Healthy Lifestyle Extends Life Span in Older Men

Odds of reaching age 90 are good for those who avoid five key risk factors for premature death

MONDAY, Feb. 11 (HealthDay News) -- Older men who practice healthy lifestyle behaviors have a significantly greater chance of reaching an advanced age in which they enjoy good health and physical function, according to a report published in the Feb. 11 issue of the Archives of Internal Medicine.

Laurel B. Yates, M.D., of Brigham and Women's Hospital in Boston, and colleagues conducted a prospective cohort study of 2,357 healthy men with a mean age of 72 who were enrolled in the Physicians' Health Study.

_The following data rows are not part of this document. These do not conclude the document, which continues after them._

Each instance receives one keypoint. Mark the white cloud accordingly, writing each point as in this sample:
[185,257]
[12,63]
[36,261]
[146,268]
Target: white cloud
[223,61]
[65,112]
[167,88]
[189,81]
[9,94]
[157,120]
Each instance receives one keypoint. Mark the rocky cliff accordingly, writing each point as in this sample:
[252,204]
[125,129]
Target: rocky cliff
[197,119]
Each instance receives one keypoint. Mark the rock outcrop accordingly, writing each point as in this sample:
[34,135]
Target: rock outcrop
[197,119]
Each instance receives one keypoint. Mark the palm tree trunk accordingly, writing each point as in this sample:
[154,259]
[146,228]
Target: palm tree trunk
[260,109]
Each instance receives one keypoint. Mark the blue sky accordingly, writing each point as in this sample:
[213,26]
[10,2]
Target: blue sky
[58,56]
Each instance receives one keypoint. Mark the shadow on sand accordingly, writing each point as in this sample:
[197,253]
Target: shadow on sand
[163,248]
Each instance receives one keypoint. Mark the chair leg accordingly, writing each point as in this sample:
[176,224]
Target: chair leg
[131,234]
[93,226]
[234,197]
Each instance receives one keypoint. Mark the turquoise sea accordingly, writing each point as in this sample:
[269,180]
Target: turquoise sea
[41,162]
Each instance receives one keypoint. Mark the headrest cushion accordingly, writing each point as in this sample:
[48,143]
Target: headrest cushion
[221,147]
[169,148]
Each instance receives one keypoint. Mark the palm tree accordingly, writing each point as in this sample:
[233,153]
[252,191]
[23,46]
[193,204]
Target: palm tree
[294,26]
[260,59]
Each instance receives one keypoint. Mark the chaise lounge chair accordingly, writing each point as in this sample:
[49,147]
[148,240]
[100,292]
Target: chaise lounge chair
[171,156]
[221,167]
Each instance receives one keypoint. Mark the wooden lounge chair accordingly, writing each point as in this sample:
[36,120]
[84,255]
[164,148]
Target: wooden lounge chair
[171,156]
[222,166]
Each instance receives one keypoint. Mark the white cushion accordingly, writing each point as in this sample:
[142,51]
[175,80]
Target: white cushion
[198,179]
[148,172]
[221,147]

After 25 years of follow-up, the researchers found that 970 men (41 percent) survived to at least age 90. They calculated that 72-year-old men with none of five key risk factors -- smoking, diabetes, obesity, hypertension and sedentary lifestyle -- had a 54 percent probability of reaching age 90 compared to a 4 percent probability in men with all five risk factors. They also found that men with longer life spans were more likely to have delayed onset of cancer and heart disease, and experience more disease-free and disability-free years.

"The challenge to current health care providers is to become adept at caring for present and future centenarians with only the beginnings of concrete evidence-based research," states the author of an accompanying editorial. "Our ability to adapt to this challenge may be a prime determinant in shaping the nature of primary care practice in this country. The oldest old are no longer a metaphor for some vague atavistic paradigm of 'oldsters' but rather are becoming the bread and butter of the clinical practice of internal medicine."